Grace Moody-Stuart, director of the Good Schools Guide, says so many American families have moved to London that it can be hard to secure a place at ASL, which costs £46,428 a year for high school students. ‘ASL is the most in-demand, but it is often a challenge getting a place, although they have rolling admission that helps,’ she says. ‘ASL teaches the American curriculum and has a very American vibe, which isn’t for everyone. There is also the Dwight School London, which offers the full International Baccalaureate curriculum, and there are all the UK’s public schools.’

Jo Eccles, founder and managing director of property search firm Eccord, says Americans now account for a third of all her clients. ‘They’re very demanding, and expect a lot, and the time difference doesn’t help,’ she says. ‘But they’re great to deal with and are serious buyers.’

[See also: The ‘cultural vibe’ to expect from the Trump/Musk administration]

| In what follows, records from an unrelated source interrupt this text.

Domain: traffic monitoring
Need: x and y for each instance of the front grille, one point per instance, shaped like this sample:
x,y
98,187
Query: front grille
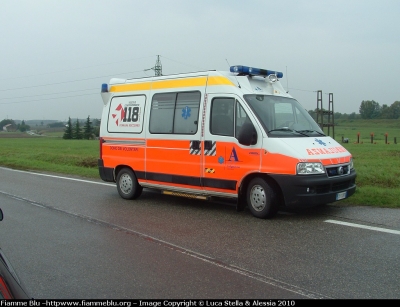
x,y
334,187
339,170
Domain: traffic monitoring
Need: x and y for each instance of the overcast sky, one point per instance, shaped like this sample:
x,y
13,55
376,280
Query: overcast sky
x,y
56,54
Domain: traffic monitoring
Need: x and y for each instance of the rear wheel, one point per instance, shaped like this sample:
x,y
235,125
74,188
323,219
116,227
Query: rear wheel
x,y
261,199
127,184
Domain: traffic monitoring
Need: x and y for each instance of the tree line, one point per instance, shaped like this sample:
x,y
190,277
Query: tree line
x,y
370,109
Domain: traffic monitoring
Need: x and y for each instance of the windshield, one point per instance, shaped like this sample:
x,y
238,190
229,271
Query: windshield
x,y
283,116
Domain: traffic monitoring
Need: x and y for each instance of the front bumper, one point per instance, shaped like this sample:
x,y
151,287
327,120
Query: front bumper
x,y
312,190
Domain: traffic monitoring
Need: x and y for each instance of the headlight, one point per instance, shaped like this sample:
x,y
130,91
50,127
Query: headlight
x,y
305,168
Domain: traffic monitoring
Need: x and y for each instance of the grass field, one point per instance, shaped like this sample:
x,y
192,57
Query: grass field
x,y
377,163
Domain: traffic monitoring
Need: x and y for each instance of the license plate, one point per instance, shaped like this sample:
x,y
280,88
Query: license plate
x,y
341,195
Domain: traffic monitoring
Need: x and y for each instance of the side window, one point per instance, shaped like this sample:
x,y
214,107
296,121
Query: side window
x,y
176,113
162,113
187,113
222,116
241,118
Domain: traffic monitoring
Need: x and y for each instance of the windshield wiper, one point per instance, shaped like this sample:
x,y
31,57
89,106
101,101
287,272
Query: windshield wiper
x,y
305,131
288,130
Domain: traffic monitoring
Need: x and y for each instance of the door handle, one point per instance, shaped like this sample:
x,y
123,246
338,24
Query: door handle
x,y
195,145
207,145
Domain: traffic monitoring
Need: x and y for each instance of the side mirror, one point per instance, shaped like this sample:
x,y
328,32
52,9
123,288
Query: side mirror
x,y
247,135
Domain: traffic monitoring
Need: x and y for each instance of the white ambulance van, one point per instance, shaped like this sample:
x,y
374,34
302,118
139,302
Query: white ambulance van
x,y
215,134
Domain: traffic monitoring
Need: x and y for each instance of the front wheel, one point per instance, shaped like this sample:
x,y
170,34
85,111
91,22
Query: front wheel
x,y
127,184
261,199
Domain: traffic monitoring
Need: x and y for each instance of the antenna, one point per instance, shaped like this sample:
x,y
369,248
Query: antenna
x,y
157,68
287,82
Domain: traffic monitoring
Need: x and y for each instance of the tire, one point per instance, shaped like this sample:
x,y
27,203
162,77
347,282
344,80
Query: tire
x,y
261,199
127,185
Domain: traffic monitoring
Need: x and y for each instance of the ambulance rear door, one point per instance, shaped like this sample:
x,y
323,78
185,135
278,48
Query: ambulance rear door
x,y
226,162
173,152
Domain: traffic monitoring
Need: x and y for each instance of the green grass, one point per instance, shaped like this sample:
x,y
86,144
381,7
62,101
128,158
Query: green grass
x,y
377,164
75,157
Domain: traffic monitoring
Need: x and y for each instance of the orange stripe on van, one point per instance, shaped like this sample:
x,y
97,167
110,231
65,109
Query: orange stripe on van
x,y
217,80
131,87
185,82
176,83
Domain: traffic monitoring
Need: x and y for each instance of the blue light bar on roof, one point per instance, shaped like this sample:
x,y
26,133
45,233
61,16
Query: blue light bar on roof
x,y
245,70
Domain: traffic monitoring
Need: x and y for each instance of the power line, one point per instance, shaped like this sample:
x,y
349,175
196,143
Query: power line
x,y
97,93
89,89
72,69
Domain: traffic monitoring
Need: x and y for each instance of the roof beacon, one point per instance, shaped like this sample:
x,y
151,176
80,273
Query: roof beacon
x,y
245,70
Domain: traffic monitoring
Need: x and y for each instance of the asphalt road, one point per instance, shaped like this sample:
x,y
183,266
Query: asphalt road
x,y
76,238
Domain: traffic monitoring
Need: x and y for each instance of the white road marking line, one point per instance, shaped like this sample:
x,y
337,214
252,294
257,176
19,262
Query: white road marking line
x,y
396,232
60,177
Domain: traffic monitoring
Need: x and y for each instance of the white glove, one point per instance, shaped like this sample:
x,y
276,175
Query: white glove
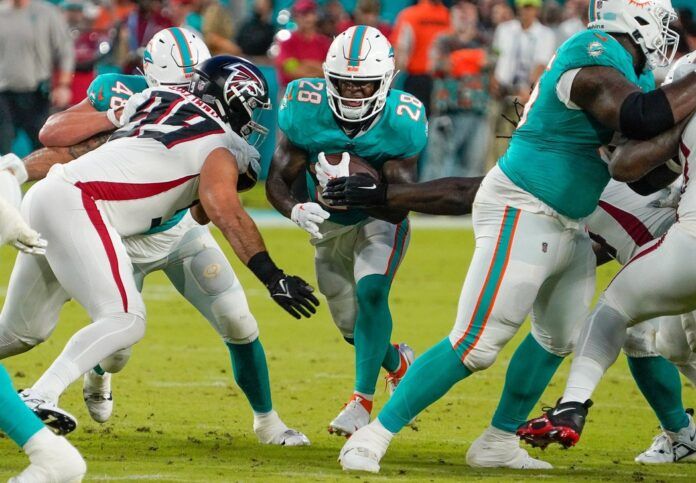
x,y
132,105
15,231
14,165
326,171
309,216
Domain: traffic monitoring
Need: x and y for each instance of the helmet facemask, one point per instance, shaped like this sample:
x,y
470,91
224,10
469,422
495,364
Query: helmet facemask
x,y
366,107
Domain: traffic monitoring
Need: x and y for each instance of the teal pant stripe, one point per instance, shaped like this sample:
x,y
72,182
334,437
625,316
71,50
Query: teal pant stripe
x,y
491,284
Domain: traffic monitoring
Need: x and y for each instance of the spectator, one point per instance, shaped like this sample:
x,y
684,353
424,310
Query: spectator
x,y
34,38
416,28
458,127
303,53
141,24
524,47
576,20
257,33
218,30
367,13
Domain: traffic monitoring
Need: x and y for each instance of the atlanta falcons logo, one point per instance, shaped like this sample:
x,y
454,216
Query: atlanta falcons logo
x,y
242,80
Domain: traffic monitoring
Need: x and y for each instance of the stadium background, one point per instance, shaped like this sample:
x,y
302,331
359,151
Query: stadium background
x,y
179,416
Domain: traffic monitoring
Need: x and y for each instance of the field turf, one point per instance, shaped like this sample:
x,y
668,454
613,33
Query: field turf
x,y
180,417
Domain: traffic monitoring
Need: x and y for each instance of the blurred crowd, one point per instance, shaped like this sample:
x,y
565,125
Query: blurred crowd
x,y
471,62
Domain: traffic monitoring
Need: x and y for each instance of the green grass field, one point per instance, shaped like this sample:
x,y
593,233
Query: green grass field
x,y
179,416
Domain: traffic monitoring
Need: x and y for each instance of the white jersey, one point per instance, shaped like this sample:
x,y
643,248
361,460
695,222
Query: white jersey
x,y
624,220
149,170
687,157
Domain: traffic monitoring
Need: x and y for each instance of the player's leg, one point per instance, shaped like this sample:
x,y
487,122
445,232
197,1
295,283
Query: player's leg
x,y
52,458
502,282
560,308
90,262
655,282
200,272
30,312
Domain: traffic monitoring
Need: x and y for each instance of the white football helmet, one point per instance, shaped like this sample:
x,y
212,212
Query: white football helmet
x,y
361,53
681,68
647,22
171,55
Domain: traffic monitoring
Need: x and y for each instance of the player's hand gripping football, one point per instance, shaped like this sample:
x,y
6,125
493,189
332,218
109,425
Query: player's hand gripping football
x,y
309,216
355,190
294,295
326,171
15,231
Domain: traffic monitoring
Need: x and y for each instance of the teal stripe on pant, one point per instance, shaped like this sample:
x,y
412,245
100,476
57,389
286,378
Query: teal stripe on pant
x,y
17,420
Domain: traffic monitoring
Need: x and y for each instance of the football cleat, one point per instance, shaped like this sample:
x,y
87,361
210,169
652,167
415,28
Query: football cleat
x,y
672,447
364,450
562,424
496,448
407,356
270,429
59,421
353,417
52,458
96,391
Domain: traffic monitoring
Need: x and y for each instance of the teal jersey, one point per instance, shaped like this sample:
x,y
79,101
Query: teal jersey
x,y
111,91
307,121
554,153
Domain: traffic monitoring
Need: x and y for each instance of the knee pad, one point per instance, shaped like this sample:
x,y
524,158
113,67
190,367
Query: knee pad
x,y
233,320
640,340
211,270
117,361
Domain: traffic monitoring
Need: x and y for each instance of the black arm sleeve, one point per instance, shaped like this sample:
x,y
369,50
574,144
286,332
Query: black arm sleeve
x,y
645,115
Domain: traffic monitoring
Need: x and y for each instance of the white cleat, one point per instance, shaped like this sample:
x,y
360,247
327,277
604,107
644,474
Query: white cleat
x,y
52,460
496,448
96,391
365,449
59,421
351,418
407,357
671,447
270,429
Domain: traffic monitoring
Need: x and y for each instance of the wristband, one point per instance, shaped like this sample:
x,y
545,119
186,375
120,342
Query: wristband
x,y
263,267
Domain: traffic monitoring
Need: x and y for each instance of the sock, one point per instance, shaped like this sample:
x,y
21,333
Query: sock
x,y
251,374
599,344
17,420
428,379
372,330
659,381
528,374
365,400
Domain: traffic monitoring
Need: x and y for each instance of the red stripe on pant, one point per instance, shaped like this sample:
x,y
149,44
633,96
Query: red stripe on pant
x,y
98,223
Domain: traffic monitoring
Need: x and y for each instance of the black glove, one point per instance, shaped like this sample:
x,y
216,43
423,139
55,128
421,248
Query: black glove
x,y
294,295
355,190
290,292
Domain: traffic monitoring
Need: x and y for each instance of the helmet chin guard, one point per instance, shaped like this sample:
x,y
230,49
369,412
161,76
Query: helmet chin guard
x,y
360,54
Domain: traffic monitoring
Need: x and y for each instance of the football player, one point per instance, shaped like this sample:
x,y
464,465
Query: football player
x,y
655,282
352,110
532,252
52,458
184,250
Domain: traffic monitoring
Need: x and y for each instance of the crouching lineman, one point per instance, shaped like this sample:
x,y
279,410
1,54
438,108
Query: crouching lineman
x,y
353,110
52,458
657,281
114,197
528,219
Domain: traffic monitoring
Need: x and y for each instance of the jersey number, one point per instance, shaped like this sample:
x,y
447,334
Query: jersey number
x,y
404,108
311,96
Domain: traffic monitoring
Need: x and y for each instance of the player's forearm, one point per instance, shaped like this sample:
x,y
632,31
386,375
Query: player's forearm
x,y
40,161
69,128
634,159
445,196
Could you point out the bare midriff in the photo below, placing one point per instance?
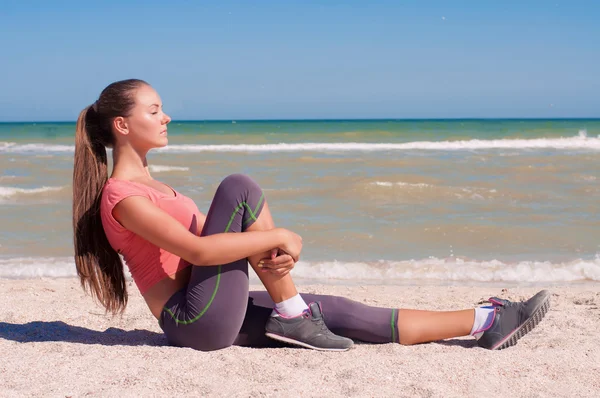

She had two instructions on the day of Trump’s re-election. Currently she is searching for a £20 million pound home in Kensington for ‘a businessman who previously split his time between the US and the UK but now wants to be here permanently’, and has a £30 million budget to find a Notting Hill home for ‘an early-forties American hedge fund manager who wants to move his team from New York to here as he sees more growth opportunities in London’. Eccles says the biggest increase in enquiries is from members of the LGBTQ+ community, ‘who are actively leaving America because of Trump and his anti-minorities policies’. 

Sacha Wooldridge, a partner and immigration specialist at law firm Birketts, has also noticed a big increase in enquiries from gay and lesbian people, and more still from families with transgender children. ‘The number one thing motivating people to move is Trump,’ she says. ‘It is mentioned by everyone, but particularly those directly affected, like same sex couples and people with transgender family members.’

Wooldridge says most clients are being driven to leave America than being pulled in by the UK. ‘But we’re the number one choice,’ she says. ‘It has to be English-speaking, so it is usually either here or Canada, with good education, culture, stability and rule of law.’ She says Americans had feared a Labour government under Jeremy Corbyn, ‘but given Sir Keir Starmer is so middle ground – to middle-right on some issues – US Democrats are very comfortable with his government’.

‘It takes quite a lot for Americans to not want to live in America, but I think – for many – Trump has achieved in driving them away.’